For the purpose of identifying GA1, this study showed that there was 100% agreement between the brain imaging results and UOA analysis. The precise diagnosis of GA1 is supported by the findings of distinctive brain abnormalities, such as cerebral atrophy, increased CSF gaps, aberrant white matter, and the batwings appearance, in addition to the elevated levels of metabolites in the urine.

This study strengthens the argument for setting up local diagnostic facilities and NBS for GA1. It stands as the pioneering study that comprehensively evaluates the clinical, biochemical, and radiological aspects of GA1 in Pakistan, presenting findings from a substantial group of symptomatic patients within the native population. NBS plays a significant role in identifying infants with GA1 before they develop symptoms or experience metabolic crises.10 As there is no national screening centre in Pakistan, this may limit the early detection of GA1. In such instances, the healthcare personnel must maintain a high index of suspicion for GA1 and consider diagnostic testing if a neonate or child exhibits symptoms or clinical signs. When there is no national screening programme, it is even more important for healthcare professionals to be aware of the signs and symptoms and available limited testing facilities of GA1. Through UOA testing, GA1 can be detected early, allowing for prompt counselling of the metabolic emergencies in those individuals impacted. Furthermore, the association between these biochemical indicators and the results of brain imaging enhances the diagnostic precision of GA1. Consequently, in the diagnostic process and continuing monitoring of those suspected of having GA1, the incorporation of both UOA analysis and brain imaging methods, such as MRI, can be considered.

However, this study had certain limitations. Firstly, since there is no mandated GA1 screening in Pakistan, most of the patients were referred to the authors’ centre for a diagnostic evaluation due to a clinical suspicion of an inherited metabolic disorder. As a result, the findings cannot be generalised to the public or individuals who were not referred to the centre. Secondly, because the test was not available in Pakistan, a conclusive diagnosis utilising molecular analysis was not possible.

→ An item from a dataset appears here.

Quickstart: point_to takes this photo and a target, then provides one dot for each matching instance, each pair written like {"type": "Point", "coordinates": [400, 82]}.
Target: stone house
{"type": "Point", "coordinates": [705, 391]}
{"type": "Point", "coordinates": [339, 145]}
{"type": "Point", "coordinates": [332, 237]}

The primary reason for this was the financial consequences of the additional expense of outsourcing the specimen, which the families had to pay. Moreover, as this was a laboratory-based study, details pertaining to the follow-up and further investigations were not included.

CONCLUSION

A single centre’s reporting of 64 instances of GA1 during a 10-year period suggests that the disease is present in Pakistan and should be anticipated in the relevant context. The inclusion of GA1 in NBS programmes is necessary to enable the early management and better patient-centred outcomes because most patients with GA1 in Pakistan are only diagnosed after they are already exhibiting symptoms.

ETHICAL  APPROVAL:
The study was approved by the institutional Ethical Review Committee (Ref# 2023-8393-24002).

COMPETING  INTEREST:
The authors declared no conflict of interest.

AUTHORS’  CONTRIBUTION:
MB: Literature review, data compilation, and write-up.
LJ: Data collection, write-up, and reviewing of the final manu-script.
HM: Write-up and data cleaning.
AHK: Write-up of the first draft and reviewing of the final version for critical analysis.
SA: Conceived the idea and write-up.
All authors approved the final version of the manuscript to be published.